Il tema cristiani orientali e “protezione” resta un tema sensibile. Come lo interpreta?

«Quando sei una minoranza, vai dalla maggioranza a chiedere una protezione. Si chiama psicologia della minoranza. I cristiani vivevano serenamente in Siria e Iraq. Dopo l’Iraq l’alternativa proposta per la Siria, quell’al-Qaida che gioca al pallone con le teste dei cristiani uccisi, si pone come un’alternativa terribile. Penso che i cristiani in Siria abbiano davanti due alternative: o Asad com’è o i fanatici. Chi sarà eletto presidente dovrà aver capito cos’è successo in Siria, e quindi dovrà aprire porte e finestre, avere a cuore la libertà, la giustizia e il lavoro. Non si può andare avanti come prima».

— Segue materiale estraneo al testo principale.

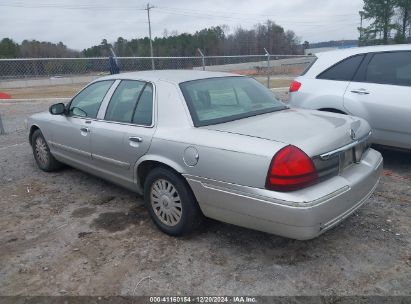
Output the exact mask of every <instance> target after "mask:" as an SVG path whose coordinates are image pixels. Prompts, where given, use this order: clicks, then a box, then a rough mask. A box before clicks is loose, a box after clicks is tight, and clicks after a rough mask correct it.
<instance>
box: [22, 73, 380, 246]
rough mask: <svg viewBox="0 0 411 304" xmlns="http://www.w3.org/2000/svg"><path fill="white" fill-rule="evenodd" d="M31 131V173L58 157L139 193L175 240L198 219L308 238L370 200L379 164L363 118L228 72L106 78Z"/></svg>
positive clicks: (161, 74) (98, 81) (57, 111)
mask: <svg viewBox="0 0 411 304" xmlns="http://www.w3.org/2000/svg"><path fill="white" fill-rule="evenodd" d="M29 129H30V134H29V140H30V143H31V145H32V148H33V154H34V158H35V160H36V162H37V164H38V166H39V167H40V169H42V170H44V171H52V170H55V169H58V168H60V167H61V166H62V164H67V165H70V166H72V167H75V168H78V169H80V170H83V171H86V172H89V173H91V174H94V175H96V176H99V177H102V178H104V179H106V180H109V181H111V182H113V183H116V184H119V185H121V186H124V187H126V188H128V189H130V190H132V191H135V192H138V193H140V194H143V195H144V201H145V204H146V207H147V209H148V210H149V213H150V215H151V217H152V219H153V221H154V222H155V224H156V225H157V226H158V227H159V228H160V229H161V230H162V231H164V232H165V233H168V234H170V235H175V236H179V235H183V234H187V233H189V232H191V231H193V230H194V229H195V228H196V227H197V226H198V224H199V223H200V222H201V219H202V218H203V216H206V217H209V218H213V219H217V220H220V221H223V222H227V223H231V224H235V225H239V226H243V227H248V228H252V229H256V230H260V231H265V232H269V233H273V234H277V235H281V236H285V237H289V238H295V239H310V238H314V237H316V236H318V235H320V234H321V233H323V232H324V231H326V230H328V229H330V228H331V227H333V226H335V225H336V224H337V223H339V222H341V221H342V220H343V219H345V218H346V217H347V216H349V215H350V214H352V213H353V212H354V211H355V210H356V209H357V208H359V207H360V206H361V205H362V204H363V203H364V202H365V201H366V200H367V198H368V197H369V196H370V195H371V194H372V192H373V191H374V189H375V187H376V186H377V184H378V181H379V177H380V172H381V170H382V163H383V160H382V157H381V155H380V153H378V152H377V151H375V150H373V149H370V148H369V144H368V138H369V136H370V126H369V125H368V123H367V122H366V121H365V120H363V119H361V118H356V117H352V116H345V115H340V114H335V113H325V112H324V113H323V112H318V111H311V110H296V109H290V108H288V107H287V106H286V105H285V104H283V103H282V102H280V101H278V100H277V99H276V98H275V97H274V95H273V94H272V93H271V92H270V91H269V90H267V89H266V88H265V87H263V86H262V85H260V84H259V83H258V82H257V81H255V80H254V79H251V78H248V77H243V76H238V75H233V74H227V73H212V72H202V71H148V72H135V73H126V74H119V75H113V76H108V77H103V78H100V79H98V80H96V81H94V82H92V83H90V84H89V85H88V86H87V87H85V88H84V89H83V90H82V91H81V92H80V93H78V94H77V95H76V96H75V97H74V98H73V99H72V100H71V101H70V102H69V103H68V104H67V105H64V104H61V103H60V104H55V105H52V106H51V107H50V111H49V113H40V114H36V115H33V116H32V117H31V118H30V119H29Z"/></svg>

Ma chi vince sul campo la guerra, non diventa ancor più prepotente?

«Un po’ di cuore alla fine lo deve avere chi vince. Sapere che ci sono stati 150.000 morti in questa crisi, deve indurre a riflettere chi governa. Penso. Almeno, io prego per questo. Questa è la mia personalissima opinione».

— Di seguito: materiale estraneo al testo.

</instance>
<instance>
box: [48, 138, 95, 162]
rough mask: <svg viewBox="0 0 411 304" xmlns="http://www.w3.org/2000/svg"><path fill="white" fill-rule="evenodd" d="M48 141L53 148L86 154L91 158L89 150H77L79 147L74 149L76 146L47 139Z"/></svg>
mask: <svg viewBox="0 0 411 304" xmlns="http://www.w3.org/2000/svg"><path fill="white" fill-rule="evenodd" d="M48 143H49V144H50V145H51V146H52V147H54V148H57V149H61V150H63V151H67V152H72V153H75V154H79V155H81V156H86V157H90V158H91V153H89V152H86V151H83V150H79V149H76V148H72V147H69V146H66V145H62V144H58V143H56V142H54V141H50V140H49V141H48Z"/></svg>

Questo papa come può relazionarsi con i musulmani per avere un rapporto reale?

«In Terra Santa tutto è complicato. Bisogna far attenzione a tante sfumature.

Ma penso che l’Islam fanatico, con il fallimento politico di Egitto e Tunisia, ora sia portato a essere più ragionevole. Penso che l’Islam moderato, come quello giordano e tunisino, si intenda facilmente con papa Francesco, perché non ha bisogno di tanti discorsi. Noi orientali siamo più toccati dai sentimenti, che non dai ragionamenti scolastici. A noi un gesto, un abbraccio, un sorriso, basta».

Si parla di una visita storica. Che ne pensa?

«Sarà una grande festa di popolo in Giordania».